大豆[ Glycine max (L.) Merr.] PI486355 对所有鉴定的大豆花叶病毒 (SMV) 株系均具有抗性,并且具有两个独立遗传的抗性基因。为了对这两个基因进行特征描述,PI486355 与感病品种 'Lee 68' 和 'Essex' 以及对 SMV-G1 具有抗性但对 SMV-G7 表现系统坏死的品种 'Ogden' 和 'Marshall' 进行了杂交。将这些杂交的 F2 群体和 F2∶3 后代在温室中用 SMV-G7 接种。这两个抗性基因在来自 Essex x PI486355 的两个 F3∶4 系 'LR1' 和 'LR2' 中分离。LR1 和 LR2 与 Lee 68、Ogden 和 'York' 的 F1 个体在温室中用 SMV-G7 进行了测试;F2 群体用 SMV-G1 和 G7 进行了测试。
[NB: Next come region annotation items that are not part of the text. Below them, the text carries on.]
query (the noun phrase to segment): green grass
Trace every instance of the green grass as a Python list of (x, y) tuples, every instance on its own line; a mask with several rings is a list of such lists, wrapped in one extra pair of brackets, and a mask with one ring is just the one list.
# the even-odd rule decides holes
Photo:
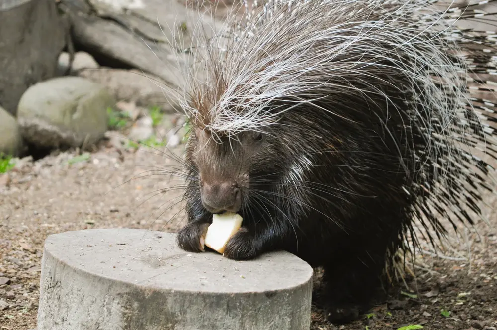
[(190, 125), (190, 118), (189, 117), (187, 117), (186, 119), (185, 120), (185, 123), (183, 124), (183, 127), (185, 129), (185, 135), (183, 136), (183, 143), (184, 143), (188, 140), (188, 136), (190, 134), (190, 131), (191, 130), (191, 126)]
[(70, 165), (74, 164), (77, 163), (80, 163), (80, 162), (84, 162), (85, 161), (87, 161), (90, 159), (90, 154), (89, 153), (85, 153), (84, 154), (82, 154), (77, 156), (75, 156), (72, 158), (70, 158), (68, 160), (68, 164)]
[(152, 126), (157, 126), (162, 121), (164, 114), (158, 106), (153, 106), (149, 110), (150, 117), (152, 119)]
[(14, 168), (15, 164), (12, 160), (12, 156), (0, 153), (0, 174), (6, 173)]
[(422, 326), (418, 324), (412, 324), (405, 327), (398, 328), (397, 330), (417, 330), (417, 329), (422, 329), (424, 328)]
[(148, 139), (144, 140), (143, 141), (140, 141), (137, 142), (135, 141), (128, 141), (127, 147), (138, 149), (140, 145), (143, 145), (151, 148), (157, 148), (158, 147), (164, 147), (166, 145), (166, 142), (160, 139), (158, 139), (155, 135), (152, 135)]
[(124, 128), (130, 121), (129, 114), (126, 111), (116, 111), (112, 108), (107, 108), (107, 114), (109, 120), (107, 126), (111, 130)]

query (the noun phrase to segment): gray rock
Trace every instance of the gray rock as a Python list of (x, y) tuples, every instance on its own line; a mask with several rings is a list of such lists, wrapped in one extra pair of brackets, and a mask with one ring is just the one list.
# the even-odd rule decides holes
[(168, 113), (179, 107), (176, 91), (160, 78), (140, 70), (101, 68), (82, 70), (78, 75), (105, 86), (118, 100), (135, 102), (140, 106), (159, 105)]
[(77, 52), (74, 54), (73, 63), (70, 64), (69, 53), (63, 52), (59, 56), (58, 69), (61, 75), (68, 72), (74, 74), (84, 69), (94, 70), (100, 67), (93, 57), (85, 52)]
[(0, 106), (0, 154), (18, 155), (22, 147), (22, 137), (17, 122), (10, 113)]
[(284, 251), (236, 261), (176, 234), (90, 229), (49, 236), (38, 330), (305, 330), (312, 268)]
[(178, 56), (178, 51), (194, 46), (200, 35), (209, 38), (225, 28), (223, 21), (174, 0), (143, 0), (140, 5), (113, 2), (64, 1), (74, 39), (83, 50), (152, 74), (173, 89), (182, 85), (183, 73), (194, 60)]
[(115, 100), (84, 78), (54, 78), (30, 87), (19, 103), (24, 138), (40, 147), (79, 147), (96, 142), (107, 130), (107, 109)]
[(57, 75), (67, 31), (54, 0), (0, 1), (0, 104), (7, 111), (15, 116), (28, 87)]

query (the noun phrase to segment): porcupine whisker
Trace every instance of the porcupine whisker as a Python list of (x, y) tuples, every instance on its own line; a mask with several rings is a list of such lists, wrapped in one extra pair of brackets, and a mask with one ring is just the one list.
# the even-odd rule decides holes
[[(170, 209), (172, 209), (172, 208), (173, 207), (174, 207), (174, 206), (175, 206), (176, 205), (178, 205), (178, 204), (179, 204), (180, 203), (181, 203), (181, 202), (182, 202), (182, 197), (181, 197), (181, 196), (177, 196), (177, 197), (175, 197), (175, 198), (173, 198), (173, 199), (170, 199), (170, 200), (168, 200), (168, 201), (166, 201), (166, 202), (164, 202), (164, 203), (163, 203), (163, 204), (162, 204), (162, 205), (161, 205), (161, 206), (159, 206), (159, 207), (158, 207), (158, 208), (157, 208), (157, 209), (156, 209), (155, 211), (154, 211), (153, 212), (152, 212), (152, 214), (151, 214), (151, 215), (150, 215), (150, 216), (149, 216), (149, 217), (148, 217), (148, 219), (147, 219), (146, 221), (147, 221), (147, 222), (148, 222), (149, 220), (149, 219), (150, 219), (150, 218), (151, 218), (151, 217), (152, 216), (152, 215), (154, 215), (154, 214), (156, 213), (156, 211), (157, 211), (157, 210), (159, 209), (160, 208), (162, 208), (162, 207), (163, 207), (163, 206), (164, 205), (166, 205), (166, 204), (167, 204), (167, 203), (169, 203), (169, 202), (171, 202), (171, 201), (175, 201), (175, 200), (177, 200), (177, 199), (179, 199), (179, 201), (176, 201), (176, 202), (175, 202), (173, 203), (172, 203), (172, 204), (171, 204), (171, 205), (170, 205), (170, 206), (169, 206), (168, 207), (167, 207), (167, 208), (166, 208), (166, 209), (165, 210), (164, 210), (164, 211), (162, 211), (162, 212), (161, 212), (161, 213), (160, 213), (160, 214), (159, 214), (159, 215), (158, 215), (158, 216), (157, 216), (157, 218), (156, 218), (156, 220), (157, 220), (157, 219), (159, 219), (159, 218), (160, 218), (160, 217), (162, 216), (163, 216), (163, 215), (164, 215), (164, 213), (165, 213), (165, 212), (167, 212), (167, 211), (168, 211), (168, 210), (170, 210)], [(179, 212), (179, 211), (178, 211), (178, 212)], [(170, 220), (171, 220), (171, 219), (172, 219), (172, 218), (170, 218), (170, 219), (169, 219), (169, 221), (168, 221), (168, 222), (167, 222), (167, 223), (166, 223), (166, 224), (167, 224), (167, 223), (169, 223), (169, 221), (170, 221)], [(151, 226), (152, 226), (152, 225), (153, 225), (153, 223), (152, 223), (152, 225), (151, 225)], [(149, 229), (150, 229), (150, 228), (151, 228), (151, 227), (149, 227)]]
[[(288, 184), (288, 185), (281, 184), (281, 185), (279, 185), (278, 186), (285, 186), (285, 185), (286, 186), (291, 186), (291, 187), (299, 187), (299, 186), (298, 186), (298, 185), (294, 186), (294, 185), (291, 185), (291, 184)], [(309, 187), (308, 187), (308, 186), (300, 186), (302, 187), (302, 188), (305, 188), (305, 189), (306, 189), (307, 190), (316, 190), (316, 189), (313, 189), (312, 188), (310, 188)], [(250, 190), (251, 189), (253, 189), (253, 188), (248, 188), (248, 190), (249, 191), (251, 191), (251, 190)], [(260, 190), (260, 191), (262, 191), (263, 190)], [(320, 195), (318, 194), (317, 194), (316, 193), (312, 192), (310, 192), (310, 191), (306, 191), (306, 193), (309, 193), (309, 194), (312, 195), (312, 196), (314, 196), (316, 197), (316, 198), (319, 198), (319, 199), (322, 200), (323, 201), (329, 203), (330, 203), (331, 204), (333, 204), (333, 202), (332, 202), (332, 201), (331, 200), (329, 199), (328, 198), (326, 198), (324, 197), (323, 197), (322, 196), (321, 196), (321, 195)], [(331, 194), (331, 193), (327, 193), (327, 194), (330, 195), (332, 197), (335, 197), (335, 198), (337, 198), (338, 199), (340, 199), (340, 200), (342, 200), (342, 201), (343, 201), (344, 202), (346, 202), (347, 203), (350, 203), (350, 201), (347, 201), (345, 198), (342, 197), (340, 196), (339, 195), (334, 195), (334, 194)], [(283, 194), (281, 194), (281, 195), (282, 196), (284, 196), (284, 195)]]
[(294, 181), (293, 182), (291, 183), (282, 183), (282, 181), (284, 181), (284, 180), (282, 180), (282, 179), (272, 179), (272, 180), (271, 180), (270, 179), (266, 179), (263, 180), (262, 181), (257, 181), (257, 180), (251, 181), (250, 181), (250, 184), (252, 184), (252, 185), (256, 185), (256, 186), (257, 184), (264, 184), (265, 185), (269, 185), (269, 186), (274, 185), (274, 186), (288, 186), (288, 187), (298, 187), (298, 188), (307, 188), (307, 189), (311, 189), (312, 190), (316, 190), (316, 191), (318, 191), (319, 192), (323, 192), (324, 193), (328, 194), (330, 195), (331, 196), (332, 196), (333, 197), (335, 197), (338, 198), (338, 196), (337, 196), (336, 195), (334, 195), (334, 194), (332, 194), (331, 193), (329, 192), (328, 191), (327, 191), (326, 190), (323, 190), (323, 189), (318, 189), (317, 188), (313, 188), (312, 187), (310, 187), (310, 186), (309, 186), (308, 185), (307, 185), (298, 184), (298, 183), (306, 183), (307, 184), (312, 184), (312, 185), (317, 185), (317, 186), (321, 186), (322, 187), (324, 187), (325, 188), (328, 188), (328, 189), (332, 189), (333, 190), (336, 190), (336, 191), (339, 191), (340, 192), (345, 193), (347, 194), (350, 194), (351, 195), (354, 195), (355, 196), (359, 196), (363, 197), (369, 197), (369, 198), (374, 198), (377, 197), (376, 196), (366, 196), (365, 195), (362, 195), (362, 194), (358, 194), (358, 193), (354, 193), (353, 191), (348, 191), (347, 190), (343, 190), (342, 189), (339, 189), (339, 188), (336, 188), (336, 187), (333, 187), (333, 186), (331, 186), (331, 185), (327, 185), (326, 184), (323, 184), (322, 183), (319, 183), (318, 182), (314, 182), (314, 181), (306, 181), (305, 180), (294, 180)]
结果表明,LR1 中基因的表达是剂量依赖的,纯合子赋予抗性,但杂合子对 SMV-G7 表现系统坏死。该基因被证明是 Rsv1 基因座的一个等位基因,被命名为 Rsv1-s。它是迄今为止在 Rsv1 基因座上鉴定出的唯一一个赋予 SMV-G7 抗性的等位基因。Rsv1-s 还通过 G4 赋予对 SMV-G1 的抗性,但与 SMV-G5 和 G6 一起导致系统坏死。LR2 中的基因赋予对 SMV-G1 至 G7 的抗性,并表现出完全显性。它似乎与 Rsv1 基因座上的基因是上位的,抑制了由 Rsv1 等位基因引起的系统坏死的表达。SMV-G7 在 LR1 上诱导接种的初生叶片产生针尖状坏死反应,但在 LR2 上则没有。PI486355 中两个抗性基因的独特遗传特征将有助于它们在育种中的正确使用和鉴定,并有助于更好地理解 SMV 株系与大豆抗性基因的相互作用。